New research on positive psychology exercises has found a number of ways to give your happiness a boost and lessen your depression. If you are trying to manage your stress better, lift some of the holiday blues, or simply become a bit more happy, pick one of these 7 exercises and try it for a 1 week
- One door closes, another door opens: Consider a moment in your life when a negative event led to positive consequences that you were not expecting. Write about this each day.
- Gift of time: Offer the “gift” of your time to three different people this week. This might be in the form of time spent, helping someone around their house, or sharing a meal with someone who is lonely. These “gifts” should be in addition to your planned activities.
- Counting kindness: Keep a log of all the kind acts that you do in a particular day. Jot them down by the end of each day.
- Three funny things: Write down the three funniest things that you experienced or participated in each day; also write about why the funny thing happened (e.g., was it something you created, something you observed, something spontaneous?)
- Gratitude letter/visit: Write a letter of gratitude to someone who has had a positive impact on you. If feasible, you might consider delivering the letter to the person. [It is important to first weigh the pros and cons of delivering such a letter.]
- Three good things: Jot down three things that went well for you each day and give an explanation as to why these good things occurred.
- Use your signature strengths in a new way: This is the most popular of all positive psychology exercises. Take the VIA Survey that asks you about your character strengths. Choose one of your highest strengths (your signature strengths) and use it in a new way each day. For tips on how to use any of the 24 character strengths in a new way, go here.
- If you don’t like the idea of writing these exercises out, consider having a planned discussion each day for a week about the exercise with someone in your life.
- Make sure you practice the exercise for a full week. Take notice of the impact it has.
Study noted above:
Gander, F., Proyer, R. T., Ruch, W., & Wyss, T. (2012). Strength-based positive interventions: Further evidence for their potential in enhancing well-being. Journal of Happiness Studies.
Related studies and sources with similar exercises:
Mitchell, J., Stanimirovic, R., Klein, B., & Vella-Brodrick, D. (2009). A randomised controlled trial of a self-guided internet intervention promoting well-being. Computers in Human Behavior, 25, 749–760.
Mongrain, M., & Anselmo-Matthews, T. (2012).Do positive psychology exercises work?
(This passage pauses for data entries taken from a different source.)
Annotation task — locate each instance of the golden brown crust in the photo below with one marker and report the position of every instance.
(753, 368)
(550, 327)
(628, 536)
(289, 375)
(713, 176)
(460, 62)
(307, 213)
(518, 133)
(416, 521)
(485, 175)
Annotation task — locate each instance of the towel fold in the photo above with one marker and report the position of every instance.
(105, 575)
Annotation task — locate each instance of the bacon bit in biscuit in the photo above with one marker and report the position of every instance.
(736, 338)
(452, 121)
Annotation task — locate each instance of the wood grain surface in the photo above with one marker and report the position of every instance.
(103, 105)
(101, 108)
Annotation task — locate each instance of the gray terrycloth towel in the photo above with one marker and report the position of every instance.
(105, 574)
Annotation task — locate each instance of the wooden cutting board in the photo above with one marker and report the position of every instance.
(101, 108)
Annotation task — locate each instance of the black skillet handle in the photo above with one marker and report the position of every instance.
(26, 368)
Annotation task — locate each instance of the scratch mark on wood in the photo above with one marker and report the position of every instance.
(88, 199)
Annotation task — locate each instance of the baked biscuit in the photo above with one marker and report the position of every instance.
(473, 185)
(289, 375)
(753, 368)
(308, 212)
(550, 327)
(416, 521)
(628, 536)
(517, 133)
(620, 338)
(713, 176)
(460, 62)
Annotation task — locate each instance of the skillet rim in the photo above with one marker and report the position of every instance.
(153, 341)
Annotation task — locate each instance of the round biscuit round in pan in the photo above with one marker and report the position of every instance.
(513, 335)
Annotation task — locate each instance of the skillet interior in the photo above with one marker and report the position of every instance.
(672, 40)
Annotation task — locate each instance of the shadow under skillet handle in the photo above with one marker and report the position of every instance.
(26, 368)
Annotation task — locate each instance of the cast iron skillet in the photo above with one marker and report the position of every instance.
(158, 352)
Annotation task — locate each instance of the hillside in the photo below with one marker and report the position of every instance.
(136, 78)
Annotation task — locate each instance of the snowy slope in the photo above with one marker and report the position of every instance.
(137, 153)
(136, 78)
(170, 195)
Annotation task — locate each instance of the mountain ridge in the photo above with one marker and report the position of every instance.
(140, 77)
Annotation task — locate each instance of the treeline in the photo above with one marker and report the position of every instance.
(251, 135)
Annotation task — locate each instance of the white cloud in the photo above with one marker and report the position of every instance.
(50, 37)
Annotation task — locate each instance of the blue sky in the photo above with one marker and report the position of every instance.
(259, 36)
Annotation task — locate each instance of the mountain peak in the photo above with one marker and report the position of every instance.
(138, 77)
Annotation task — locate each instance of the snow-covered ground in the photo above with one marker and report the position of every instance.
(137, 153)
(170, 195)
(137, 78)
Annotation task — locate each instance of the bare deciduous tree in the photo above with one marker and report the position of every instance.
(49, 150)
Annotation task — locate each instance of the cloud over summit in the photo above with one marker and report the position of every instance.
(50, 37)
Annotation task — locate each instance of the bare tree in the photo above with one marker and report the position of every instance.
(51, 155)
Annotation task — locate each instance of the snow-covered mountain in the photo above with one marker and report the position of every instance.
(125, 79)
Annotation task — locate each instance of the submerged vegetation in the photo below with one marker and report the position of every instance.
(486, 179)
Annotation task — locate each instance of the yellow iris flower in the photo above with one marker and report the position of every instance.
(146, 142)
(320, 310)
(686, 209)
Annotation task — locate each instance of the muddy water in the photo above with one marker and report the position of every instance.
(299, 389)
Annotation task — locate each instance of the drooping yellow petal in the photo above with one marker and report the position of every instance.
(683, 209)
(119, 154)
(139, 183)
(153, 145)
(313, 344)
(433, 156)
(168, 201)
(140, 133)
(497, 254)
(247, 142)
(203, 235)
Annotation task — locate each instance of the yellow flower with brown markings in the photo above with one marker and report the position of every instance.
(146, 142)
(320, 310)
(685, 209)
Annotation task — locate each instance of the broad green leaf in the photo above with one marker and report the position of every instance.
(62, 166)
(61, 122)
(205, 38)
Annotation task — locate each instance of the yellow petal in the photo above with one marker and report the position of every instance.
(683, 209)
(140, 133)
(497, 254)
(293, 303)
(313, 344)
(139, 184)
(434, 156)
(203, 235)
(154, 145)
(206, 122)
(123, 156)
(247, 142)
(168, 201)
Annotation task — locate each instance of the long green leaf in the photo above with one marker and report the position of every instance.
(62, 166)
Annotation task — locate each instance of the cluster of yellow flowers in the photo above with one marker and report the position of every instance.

A replication of Seligman et al. Journal of Clinical Psychology, 68(4).
Niemiec, R. M., & Wedding, D. (2013). Positive psychology at the movies 2: Using films to build virtues and character strengths. Cambridge, MA: Hogrefe.
Otake, K., Shimai, S., Tanaka-Matsumi, J., Otsui, K., & Fredrickson, B. (2006). Happy people become happier through kindness: A counting kindness intervention. Journal of Happiness Studies, 7(3), 361–375.
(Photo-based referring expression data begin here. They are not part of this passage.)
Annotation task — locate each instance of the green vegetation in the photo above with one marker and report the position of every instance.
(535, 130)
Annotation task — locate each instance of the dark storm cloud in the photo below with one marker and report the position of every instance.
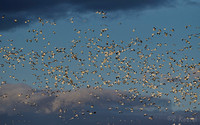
(54, 9)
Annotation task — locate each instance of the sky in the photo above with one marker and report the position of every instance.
(73, 61)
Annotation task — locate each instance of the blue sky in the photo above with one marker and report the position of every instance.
(131, 30)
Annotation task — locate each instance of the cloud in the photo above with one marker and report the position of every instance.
(21, 104)
(54, 9)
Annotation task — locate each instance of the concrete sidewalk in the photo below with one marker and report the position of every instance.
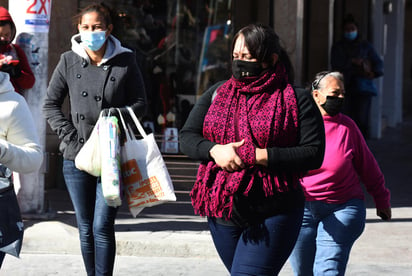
(170, 240)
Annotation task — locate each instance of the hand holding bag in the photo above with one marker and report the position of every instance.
(145, 177)
(89, 159)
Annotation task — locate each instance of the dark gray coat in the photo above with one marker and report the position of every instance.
(116, 83)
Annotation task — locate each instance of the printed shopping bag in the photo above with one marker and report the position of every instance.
(145, 177)
(89, 159)
(110, 156)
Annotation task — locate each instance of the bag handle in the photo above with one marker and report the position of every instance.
(136, 122)
(126, 129)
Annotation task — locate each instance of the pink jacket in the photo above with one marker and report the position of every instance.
(347, 162)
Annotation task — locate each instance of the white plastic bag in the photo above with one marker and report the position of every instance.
(89, 159)
(145, 177)
(110, 159)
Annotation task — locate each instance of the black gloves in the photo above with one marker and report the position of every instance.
(13, 70)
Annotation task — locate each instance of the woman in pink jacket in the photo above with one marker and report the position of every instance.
(335, 211)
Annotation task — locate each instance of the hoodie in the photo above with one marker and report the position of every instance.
(20, 150)
(21, 75)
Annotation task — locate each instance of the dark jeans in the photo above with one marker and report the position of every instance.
(95, 220)
(257, 250)
(2, 255)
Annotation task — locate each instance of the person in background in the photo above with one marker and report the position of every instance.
(360, 64)
(13, 60)
(21, 152)
(335, 212)
(255, 136)
(96, 74)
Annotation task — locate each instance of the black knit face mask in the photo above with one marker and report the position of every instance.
(333, 105)
(241, 68)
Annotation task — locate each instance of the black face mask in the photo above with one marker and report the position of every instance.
(241, 68)
(333, 105)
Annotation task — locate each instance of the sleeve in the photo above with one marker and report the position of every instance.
(192, 142)
(21, 151)
(368, 170)
(309, 151)
(136, 89)
(52, 107)
(26, 79)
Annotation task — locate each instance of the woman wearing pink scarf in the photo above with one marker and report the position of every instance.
(256, 136)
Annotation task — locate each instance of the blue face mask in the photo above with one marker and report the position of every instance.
(93, 40)
(351, 35)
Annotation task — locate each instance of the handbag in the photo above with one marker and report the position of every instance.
(145, 176)
(255, 207)
(89, 159)
(11, 224)
(110, 160)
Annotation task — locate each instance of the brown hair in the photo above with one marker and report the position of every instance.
(101, 9)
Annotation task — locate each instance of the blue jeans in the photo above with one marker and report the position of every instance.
(258, 250)
(95, 220)
(326, 237)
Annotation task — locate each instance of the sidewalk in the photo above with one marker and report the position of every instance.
(170, 240)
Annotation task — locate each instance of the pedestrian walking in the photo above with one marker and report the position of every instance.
(97, 74)
(255, 136)
(335, 212)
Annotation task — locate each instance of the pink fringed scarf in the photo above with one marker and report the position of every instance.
(264, 106)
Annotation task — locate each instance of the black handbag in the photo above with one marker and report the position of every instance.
(11, 224)
(255, 208)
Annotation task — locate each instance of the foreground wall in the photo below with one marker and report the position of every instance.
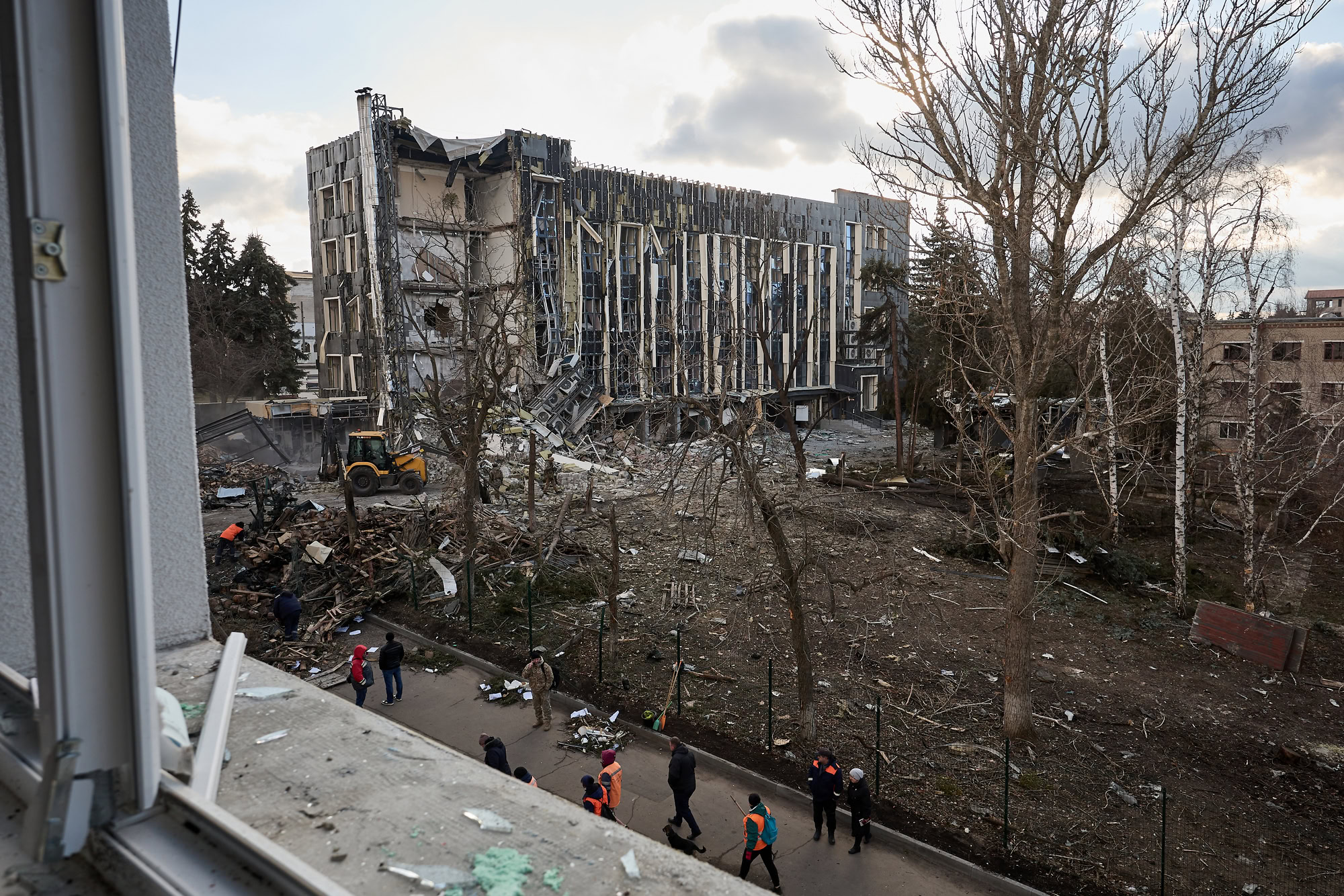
(179, 573)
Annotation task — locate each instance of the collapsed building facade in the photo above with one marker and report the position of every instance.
(650, 292)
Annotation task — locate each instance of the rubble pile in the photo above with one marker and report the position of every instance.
(222, 474)
(400, 551)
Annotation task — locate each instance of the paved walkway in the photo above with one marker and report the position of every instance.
(446, 707)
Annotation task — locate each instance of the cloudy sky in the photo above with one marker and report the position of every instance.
(737, 93)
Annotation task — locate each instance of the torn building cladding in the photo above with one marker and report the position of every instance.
(647, 288)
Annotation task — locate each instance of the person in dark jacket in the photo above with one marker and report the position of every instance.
(286, 608)
(390, 662)
(861, 809)
(825, 782)
(361, 675)
(495, 756)
(682, 781)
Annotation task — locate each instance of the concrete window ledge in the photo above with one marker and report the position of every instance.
(351, 793)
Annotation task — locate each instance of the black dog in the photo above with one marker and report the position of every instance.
(677, 842)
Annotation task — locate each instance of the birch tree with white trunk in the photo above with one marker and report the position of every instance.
(1037, 116)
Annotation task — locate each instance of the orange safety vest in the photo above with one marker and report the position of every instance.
(759, 820)
(595, 804)
(614, 793)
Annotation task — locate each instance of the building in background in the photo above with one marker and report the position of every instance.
(302, 298)
(657, 289)
(1300, 369)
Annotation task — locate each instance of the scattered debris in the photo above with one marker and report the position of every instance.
(490, 820)
(632, 868)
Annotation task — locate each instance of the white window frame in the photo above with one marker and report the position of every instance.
(339, 365)
(1287, 343)
(347, 195)
(331, 315)
(865, 389)
(331, 261)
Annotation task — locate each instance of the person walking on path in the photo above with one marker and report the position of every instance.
(825, 782)
(595, 799)
(682, 781)
(495, 754)
(611, 778)
(228, 542)
(286, 608)
(861, 809)
(540, 678)
(759, 834)
(390, 662)
(361, 675)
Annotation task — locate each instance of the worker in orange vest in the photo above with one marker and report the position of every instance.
(595, 799)
(759, 834)
(226, 541)
(611, 778)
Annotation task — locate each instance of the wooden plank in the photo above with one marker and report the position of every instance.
(1245, 635)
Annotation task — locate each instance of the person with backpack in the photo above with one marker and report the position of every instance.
(825, 782)
(540, 679)
(287, 609)
(759, 834)
(682, 784)
(390, 662)
(861, 809)
(361, 675)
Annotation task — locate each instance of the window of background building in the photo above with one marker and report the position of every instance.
(331, 308)
(1287, 353)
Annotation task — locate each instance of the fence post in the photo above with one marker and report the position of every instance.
(679, 671)
(769, 705)
(877, 757)
(1162, 887)
(415, 585)
(1007, 764)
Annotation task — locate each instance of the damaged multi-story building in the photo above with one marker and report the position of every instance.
(655, 292)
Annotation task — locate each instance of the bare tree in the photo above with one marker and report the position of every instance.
(1030, 115)
(470, 355)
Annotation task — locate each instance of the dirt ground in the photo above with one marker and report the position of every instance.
(1252, 761)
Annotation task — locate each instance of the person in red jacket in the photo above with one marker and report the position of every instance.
(228, 542)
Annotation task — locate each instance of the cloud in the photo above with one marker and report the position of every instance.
(1312, 107)
(782, 100)
(249, 170)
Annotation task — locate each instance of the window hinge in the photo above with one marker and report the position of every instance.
(49, 249)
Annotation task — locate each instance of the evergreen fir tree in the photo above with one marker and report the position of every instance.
(264, 316)
(192, 230)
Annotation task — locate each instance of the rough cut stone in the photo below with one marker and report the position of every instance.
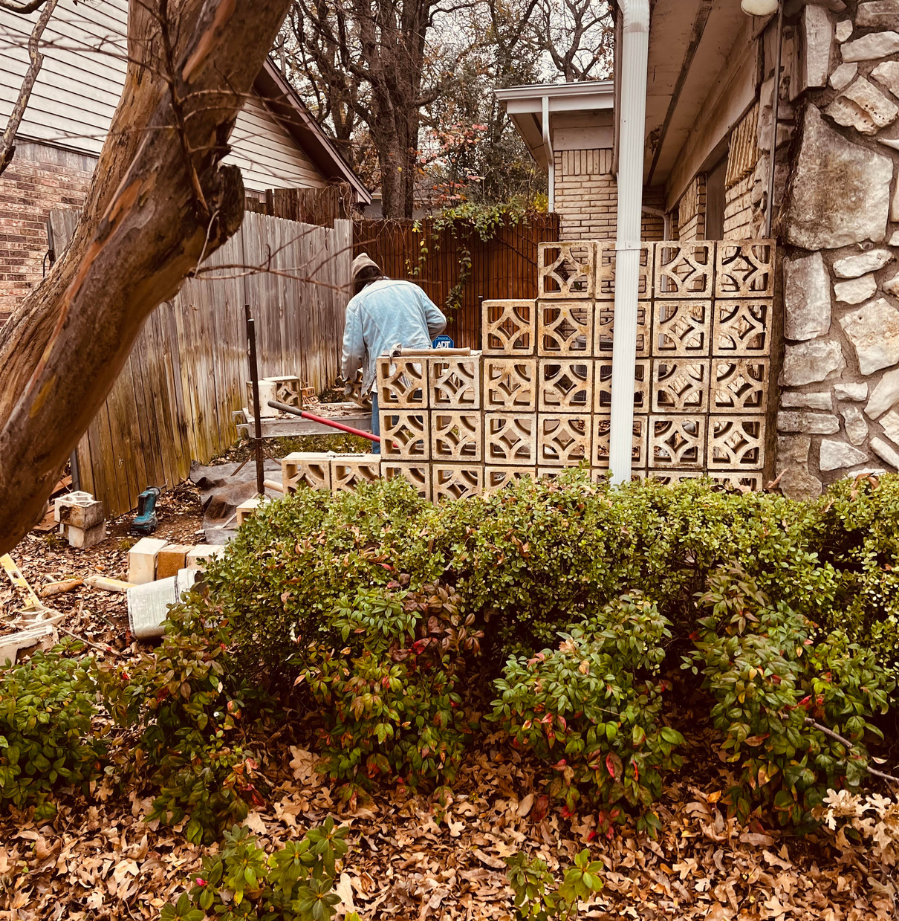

Peterson, C. (2006). A primer in positive psychology. New York: Oxford University Press.
Peterson, C. & Seligman, M. E. P. (2004). Character strengths and virtues: A handbook and classification. New York: Oxford University Press.
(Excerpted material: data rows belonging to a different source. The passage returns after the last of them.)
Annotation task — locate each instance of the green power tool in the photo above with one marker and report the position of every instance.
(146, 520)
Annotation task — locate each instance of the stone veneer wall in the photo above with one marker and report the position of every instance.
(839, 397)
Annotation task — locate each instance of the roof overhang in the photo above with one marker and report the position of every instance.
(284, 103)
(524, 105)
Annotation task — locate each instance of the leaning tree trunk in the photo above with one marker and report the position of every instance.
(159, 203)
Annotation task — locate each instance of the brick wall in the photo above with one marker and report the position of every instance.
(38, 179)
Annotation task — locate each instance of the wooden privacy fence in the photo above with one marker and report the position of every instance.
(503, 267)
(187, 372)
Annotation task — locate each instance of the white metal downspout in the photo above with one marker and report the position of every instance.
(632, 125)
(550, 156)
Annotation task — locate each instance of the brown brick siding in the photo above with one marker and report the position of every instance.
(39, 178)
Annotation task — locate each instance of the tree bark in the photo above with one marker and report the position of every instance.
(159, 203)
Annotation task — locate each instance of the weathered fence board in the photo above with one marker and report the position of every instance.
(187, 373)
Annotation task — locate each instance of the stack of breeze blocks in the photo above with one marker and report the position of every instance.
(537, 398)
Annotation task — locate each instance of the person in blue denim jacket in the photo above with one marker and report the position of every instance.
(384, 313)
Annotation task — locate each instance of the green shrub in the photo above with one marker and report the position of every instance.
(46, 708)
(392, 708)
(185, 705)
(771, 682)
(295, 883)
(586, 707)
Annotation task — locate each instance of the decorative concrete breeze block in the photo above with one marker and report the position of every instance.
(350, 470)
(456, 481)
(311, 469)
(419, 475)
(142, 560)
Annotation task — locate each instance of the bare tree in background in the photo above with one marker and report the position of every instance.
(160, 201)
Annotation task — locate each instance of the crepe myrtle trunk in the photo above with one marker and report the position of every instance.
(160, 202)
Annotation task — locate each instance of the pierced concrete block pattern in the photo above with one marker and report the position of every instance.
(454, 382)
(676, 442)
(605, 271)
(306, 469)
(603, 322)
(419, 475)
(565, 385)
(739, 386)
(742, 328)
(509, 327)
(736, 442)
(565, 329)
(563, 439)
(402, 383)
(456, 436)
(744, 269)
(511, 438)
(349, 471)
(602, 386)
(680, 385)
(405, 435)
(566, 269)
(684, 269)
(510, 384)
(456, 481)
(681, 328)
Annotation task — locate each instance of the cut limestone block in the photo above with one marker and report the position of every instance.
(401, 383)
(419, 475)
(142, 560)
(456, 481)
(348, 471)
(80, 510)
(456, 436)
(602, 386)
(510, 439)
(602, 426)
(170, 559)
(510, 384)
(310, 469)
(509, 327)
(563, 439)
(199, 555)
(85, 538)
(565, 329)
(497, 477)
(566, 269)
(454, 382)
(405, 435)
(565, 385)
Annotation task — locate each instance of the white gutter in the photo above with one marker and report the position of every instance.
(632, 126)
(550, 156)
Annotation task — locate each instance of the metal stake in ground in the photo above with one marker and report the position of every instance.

Rashid, T., & Anjum, A. (2008). Positive psychotherapy for young adults and children. In J. R. Z. Abela & B. L. Hankin (Eds.), Handbook of depression in children and adolescents: Causes, treatment, and prevention (pp. 250–287). New York: Guilford.
Seligman, M. E. P., Steen, T. A., Park, N., & Peterson, C. (2005). Positive psychology progress: Empirical validation of interventions. American Psychologist, 60, 410–421.